Disclosure(s): No relevant financial relationship(s) to disclose.
First Author: Xue Zhang, N/A Co-Author: Haiqing Shi, N/A – Doctor, Department of Critical Care Medicine, West China School of Medicine, West China Hospital, Sichuan University Co-Author: Xuelian Liao, N/A – Doctor, Department of Critical Care Medicine, West China School of Medicine, West China Hospital, Sichuan University
Introduction: Sepsis remains a critical clinical challenge, driven by immune dysregulation and high mortality. Macrophage metabolism profoundly shapes immune responses, yet reliable metabolic biomarkers for diagnosis and targeted intervention are lacking.
Methods: Transcriptomic data from three PBMC cohorts (GSE236713, GSE134347, GSE100150) were integrated for discovery analysis. GSE154918 served as an independent public validation dataset, and a clinical PBMC cohort with mortality data (Huaxi cohort) was prospectively collected from our center. Candidate genes were screened by intersecting differentially expressed genes, WGCNA modules, and macrophage metabolism-related databases. Hub genes were identified using LASSO, random forest, and SVM-RFE algorithms. A diagnostic model and nomogram were constructed and validated via ROC analysis. Immune cell infiltration was assessed using CIBERSORT and ssGSEA. Consensus clustering defined immune subtypes, and their mortality differences were evaluated. Expression of hub genes was validated in external datasets and single-cell profiles, and correlated with clinical indicators. Molecular docking explored interaction between IL2RB and glucomannan. A CLP mouse model was used for qPCR validation.

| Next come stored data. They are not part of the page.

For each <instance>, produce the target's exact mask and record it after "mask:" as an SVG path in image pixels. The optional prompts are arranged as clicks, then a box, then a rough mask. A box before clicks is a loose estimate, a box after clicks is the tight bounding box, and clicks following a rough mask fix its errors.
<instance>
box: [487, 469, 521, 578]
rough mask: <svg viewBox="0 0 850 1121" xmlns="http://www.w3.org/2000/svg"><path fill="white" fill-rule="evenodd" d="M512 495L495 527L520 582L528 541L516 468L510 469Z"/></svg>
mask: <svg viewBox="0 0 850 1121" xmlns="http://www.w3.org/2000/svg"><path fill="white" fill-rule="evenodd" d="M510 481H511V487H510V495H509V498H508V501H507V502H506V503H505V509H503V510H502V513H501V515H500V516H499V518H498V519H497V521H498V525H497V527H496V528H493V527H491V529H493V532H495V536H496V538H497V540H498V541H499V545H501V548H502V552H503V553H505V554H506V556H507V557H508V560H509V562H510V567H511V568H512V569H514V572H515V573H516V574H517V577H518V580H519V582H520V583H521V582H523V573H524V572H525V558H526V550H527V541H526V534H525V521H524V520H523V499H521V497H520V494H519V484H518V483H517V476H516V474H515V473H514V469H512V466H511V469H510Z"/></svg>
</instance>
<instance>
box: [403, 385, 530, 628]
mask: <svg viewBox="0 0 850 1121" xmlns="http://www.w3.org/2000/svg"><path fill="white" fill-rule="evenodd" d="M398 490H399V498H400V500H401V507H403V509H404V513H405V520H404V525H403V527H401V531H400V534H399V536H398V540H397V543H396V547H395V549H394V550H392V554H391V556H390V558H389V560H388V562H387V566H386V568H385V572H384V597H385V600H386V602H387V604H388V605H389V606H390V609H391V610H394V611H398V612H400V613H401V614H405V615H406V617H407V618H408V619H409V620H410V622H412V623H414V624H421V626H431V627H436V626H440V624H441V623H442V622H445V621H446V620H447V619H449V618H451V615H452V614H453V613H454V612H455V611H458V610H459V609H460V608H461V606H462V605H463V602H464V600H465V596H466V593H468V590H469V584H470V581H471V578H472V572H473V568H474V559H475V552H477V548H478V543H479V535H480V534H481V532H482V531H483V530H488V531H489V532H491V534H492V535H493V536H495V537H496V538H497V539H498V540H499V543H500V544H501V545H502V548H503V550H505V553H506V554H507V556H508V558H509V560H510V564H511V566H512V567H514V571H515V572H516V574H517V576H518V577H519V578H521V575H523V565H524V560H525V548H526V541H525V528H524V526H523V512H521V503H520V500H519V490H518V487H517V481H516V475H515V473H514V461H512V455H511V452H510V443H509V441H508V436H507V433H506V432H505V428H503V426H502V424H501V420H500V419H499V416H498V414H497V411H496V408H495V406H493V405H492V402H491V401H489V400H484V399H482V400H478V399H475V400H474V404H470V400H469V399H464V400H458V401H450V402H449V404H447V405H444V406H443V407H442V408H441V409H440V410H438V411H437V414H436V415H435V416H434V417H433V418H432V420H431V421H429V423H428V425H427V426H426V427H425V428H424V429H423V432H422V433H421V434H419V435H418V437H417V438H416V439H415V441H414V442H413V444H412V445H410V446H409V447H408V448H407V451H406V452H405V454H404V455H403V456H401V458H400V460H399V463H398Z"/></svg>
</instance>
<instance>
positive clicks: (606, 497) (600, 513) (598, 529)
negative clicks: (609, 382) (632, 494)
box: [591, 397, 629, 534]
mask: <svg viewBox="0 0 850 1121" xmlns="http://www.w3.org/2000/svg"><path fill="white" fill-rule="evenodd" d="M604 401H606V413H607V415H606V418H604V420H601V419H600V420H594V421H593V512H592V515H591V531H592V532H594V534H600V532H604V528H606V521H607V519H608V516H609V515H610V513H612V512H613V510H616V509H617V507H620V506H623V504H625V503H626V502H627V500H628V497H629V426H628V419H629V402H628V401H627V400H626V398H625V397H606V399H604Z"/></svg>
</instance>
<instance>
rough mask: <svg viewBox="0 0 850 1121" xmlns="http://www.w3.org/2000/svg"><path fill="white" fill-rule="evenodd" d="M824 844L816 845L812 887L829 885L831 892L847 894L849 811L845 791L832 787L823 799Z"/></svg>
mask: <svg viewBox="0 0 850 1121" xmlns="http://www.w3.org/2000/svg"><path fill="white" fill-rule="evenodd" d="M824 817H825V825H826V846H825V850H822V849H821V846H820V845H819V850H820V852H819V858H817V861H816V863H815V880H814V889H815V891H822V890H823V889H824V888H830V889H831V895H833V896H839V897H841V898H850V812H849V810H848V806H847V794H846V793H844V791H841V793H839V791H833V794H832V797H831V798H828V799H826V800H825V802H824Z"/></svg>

Results: IL2RB, FLT3LG, and SLC38A1 were significantly downregulated in sepsis, especially in non-survivors. The diagnostic model based on these genes showed high accuracy (AUCs: 0.960–0.982). Subtype C1, with higher hub gene expression, had a lower mortality trend than C2 (44.6% vs. 71.4%, p = 0.0714). Gene expression correlated with lactate, procalcitonin, IL-6, and immune cell subsets (CD4⁺, CD8⁺ T cells, memory T cells, monocytes), supported by both computational deconvolution and clinical immune profiling. Docking analysis showed strong affinity between IL2RB and glucomannan (−8.5 kcal/mol). In septic mice, qPCR confirmed increased HIF1A, STAT5, and LDHA expression in lung tissues, indicating activation of glycolysis, HIF-1α, and JAK-STAT pathways.
Conclusions: IL2RB, FLT3LG, and SLC38A1 may serve as metabolic–immune biomarkers for sepsis diagnosis and stratification. Their association with clinical severity and mortality, and the regulatory potential of glucomannan via IL2RB, highlight new avenues for precision immunometabolic therapy.